用意されていたアパートは16区のロダン広場のすぐ近く、ロダンの小さな彫刻があり、住所を言わなくてもすぐに判る場所でした。二人が暮らすのには申し分のない広さで一つのフロアーに二軒というこじんまりした建物。持ち主はシリア人の銀行家で向かいの部屋はその人のパリの家で住んではいませんでした。一度だけお会いしたことがあります。ただ会社としてフランス人を招いたり、事務所の人達とパーテイを開いたり対外的に日本からのお客様を接待するには狭く、家探しを始めることになりました。私達が出た後その部屋は2軒の間を取り外し、息子さんがパリの大学に通う為に1軒にリフォームされたと聞きました。銀行家の財テクは国をまたぎ、時間を越えてされるという事にさすがはお金持ちと感心もしましたが、陸続きのヨーロッパで国と国の関係が悪くなった時はどんなことになるのであろうかとふと懐かしい家のことを思い出します。

いよいよ家探し。不動産屋に頼むという方法もあったのでしょうがどういう訳か自力で探すことになりました。

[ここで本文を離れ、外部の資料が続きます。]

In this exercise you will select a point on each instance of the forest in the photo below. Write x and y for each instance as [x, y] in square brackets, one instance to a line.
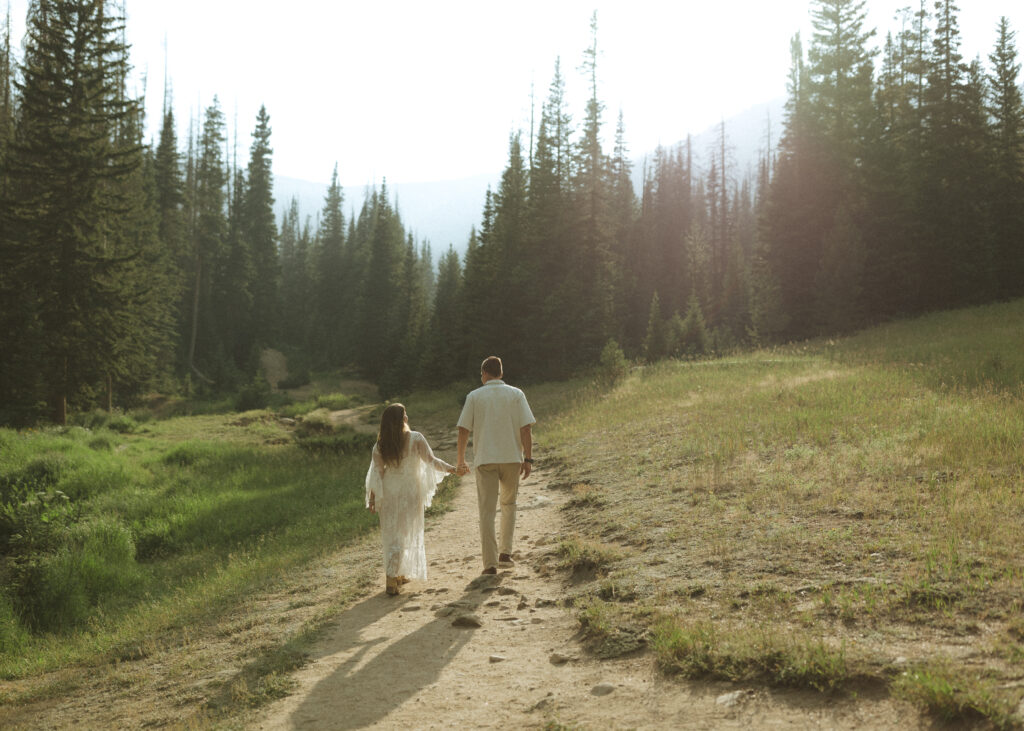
[131, 266]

毎日”Figaro”(新聞)の配達を頼んでいました。キオスクで新聞を買うのが一般的でしたからそれは大変贅沢なことでした。月曜日の貸家の欄を目を皿のようにして眺めて町名・交通の便・広さ・間取り・暖房と給湯の設備。勿論家賃。色々な面から検討します。赤鉛筆でマークし、事務所の秘書に現地に行く旨を連絡して時間のランデブーを取ってもらっていざ現地へ。本来は秘書の仕事ですがそれぞれ忙しく仕事をしていますから時間を取るのは気の毒でした。それに自分の住む家です。パリは地図さえあればどこへでも間違いなく行きつける何とも合理的な素晴らしい街なのです。パリ見物を兼ねて次々と歩き回りお蔭で地理をよく覚えました。目ぼしい物件に出会うと不動産屋に連絡をするという段取りです。ここでも言葉で難儀をしました。日本語で夫に伝え、英語かフランス語で秘書に伝え、フランス語で不動産屋へ不明な点を聞いてもらい、まずまずと思ったら再度私達と秘書で現地へ行くという事を何度繰り返したことでしょうか!そうしてやっとのことでアパートが見つかったのでした。お蔭で家探しは上手になりあとから赴任してきた若い人たちのアパートも秘書の手助けを受けながら決めることが出来ました。

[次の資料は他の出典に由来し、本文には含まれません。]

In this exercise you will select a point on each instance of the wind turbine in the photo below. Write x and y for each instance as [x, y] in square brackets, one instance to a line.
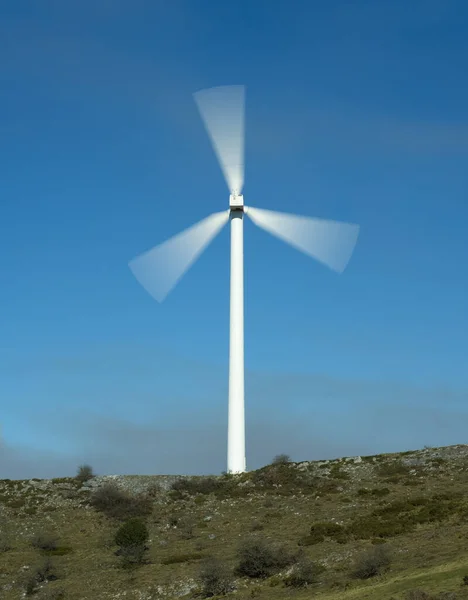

国によるシステムの違いは仕方ないとしても言葉が出来ないというハンデキャップほど困ったことはありません。日常の会話とは異なり電話を掛けること・交渉をすること・医学的な会話は相当の勉強は必要です。私のパリ生活はいつも言葉がネックになっていて勉強しなかったのだから当然のことですが悔しい・情けない思いばかりでした。これからの若者たちは国際的に生きるために是非どこの国の言葉でもいい!勇気を出して教わり喋って欲しいと願っています。